New Perspective and Hope for the Future
Following a stay at St. Elizabeth Ft. Thomas Hospital to get rid of his tracheostomy and a rehabilitation facility to rebuild his strength, Dustin returned home two months after first arriving at St. Elizabeth. He was on oxygen and used a walker at first. Dustin still gets winded sometimes, which, he says, might have more to do with his fitness level than COVID. But he’s doing well overall.
Certainly, his experience changed him. He thinks about his own mortality now. And he cherishes every moment he has with his wife and kids.

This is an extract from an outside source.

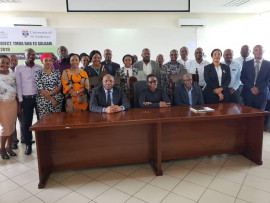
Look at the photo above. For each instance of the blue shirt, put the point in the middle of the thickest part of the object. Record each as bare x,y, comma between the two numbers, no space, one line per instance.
235,69
189,94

“I just want to spend as much time as I can appreciating the people around me and letting them know that I love them,” he says.
That appreciation extends to the team at St. Elizabeth, especially Lindemann.
“Caroline was amazing,” he says. “She made sure that my family was taken care of.”
Dustin is happy he was the first ECMO patient at St. Elizabeth. Like anyone, he would have preferred not to have needed it. But it helped save his life. And because he was first, the team gained confidence and other ECMO patients have followed.
“Hopefully, more lives are saved because I was the guinea pig,” he jokes.